Equations of $(1,d)$ -polarized abelian surfaces

Abstract

In this paper, we study the equations of projectively embedded abelian surfaces with a polarization of type (1, d ). Classical results say that given an ample line bundle L on an abelian surface A, the line bundle L ⊗n is very ample for n ≥ 3, and furthermore, in case n is even and n ≥ 4, the generators of the homogeneous ideal IA of the embedding of A via L ⊗n are all quadratic; a possible choice for a set of generators of IA are the Riemann theta relations. On the other hand, much less is known about embeddings via line bundles L of type (1, d ), that is line bundles L which are not powers of another line bundle on A. It is well-known that if d ≥ 5, and A is a general abelian surface, then L is very ample, while L can never be very ample for d < 5. However, even if d ≥ 5, L may not be very ample for special abelian surfaces.
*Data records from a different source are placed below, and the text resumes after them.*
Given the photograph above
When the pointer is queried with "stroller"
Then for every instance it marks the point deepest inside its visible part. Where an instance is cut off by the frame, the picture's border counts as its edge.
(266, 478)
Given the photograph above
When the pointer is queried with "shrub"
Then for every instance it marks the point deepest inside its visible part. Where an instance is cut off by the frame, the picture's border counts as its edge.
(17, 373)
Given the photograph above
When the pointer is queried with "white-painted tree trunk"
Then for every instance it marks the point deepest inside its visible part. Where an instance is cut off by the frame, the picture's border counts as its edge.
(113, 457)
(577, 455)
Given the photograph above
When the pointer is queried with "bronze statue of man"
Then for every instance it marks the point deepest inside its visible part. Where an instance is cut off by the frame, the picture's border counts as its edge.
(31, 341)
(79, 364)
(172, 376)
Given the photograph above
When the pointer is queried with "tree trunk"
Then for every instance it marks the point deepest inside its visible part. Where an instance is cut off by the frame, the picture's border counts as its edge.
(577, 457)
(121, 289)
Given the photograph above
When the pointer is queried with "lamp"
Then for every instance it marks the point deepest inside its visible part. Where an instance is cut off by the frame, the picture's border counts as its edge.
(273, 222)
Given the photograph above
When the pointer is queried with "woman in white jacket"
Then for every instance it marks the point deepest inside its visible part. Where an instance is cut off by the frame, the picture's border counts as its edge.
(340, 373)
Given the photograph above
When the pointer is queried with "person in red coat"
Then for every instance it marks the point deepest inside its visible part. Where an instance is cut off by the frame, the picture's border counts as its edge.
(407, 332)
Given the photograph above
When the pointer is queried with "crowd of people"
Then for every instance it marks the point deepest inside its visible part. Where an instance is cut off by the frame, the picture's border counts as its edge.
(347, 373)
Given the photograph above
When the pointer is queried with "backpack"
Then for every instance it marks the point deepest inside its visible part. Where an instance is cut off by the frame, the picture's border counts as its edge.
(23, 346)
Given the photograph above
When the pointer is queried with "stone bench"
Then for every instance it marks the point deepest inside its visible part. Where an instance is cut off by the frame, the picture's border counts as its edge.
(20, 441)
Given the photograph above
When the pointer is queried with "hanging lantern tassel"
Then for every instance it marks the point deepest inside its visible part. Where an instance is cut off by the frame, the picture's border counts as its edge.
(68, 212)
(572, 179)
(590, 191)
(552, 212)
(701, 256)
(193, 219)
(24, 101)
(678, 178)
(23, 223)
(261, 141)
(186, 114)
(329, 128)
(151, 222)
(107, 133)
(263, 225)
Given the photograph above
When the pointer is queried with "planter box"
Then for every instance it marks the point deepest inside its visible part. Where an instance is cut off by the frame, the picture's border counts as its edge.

We will restrict our attention in what follows only to the general abelian surface and wish to know what form the equations take for such a projectively embedded abelian surface. A few special cases are well-documented in the literature: d = 4, in which case the general surface is a singular octic in P3, cf. [BLvS], and d = 5 in which case the abelian surface is described as the zero set of a section of the Horrocks-Mumford bundle [HM], whereas its homogeneous ideal is generated by 3 (Heisenberg invariant) quintics and 15 sextics (cf. [Ma]). Also, recent work by Manolache and Schreyer [MS] and by Ranestad [Ra] provides a description of the equations and syzygies in the case d = 7.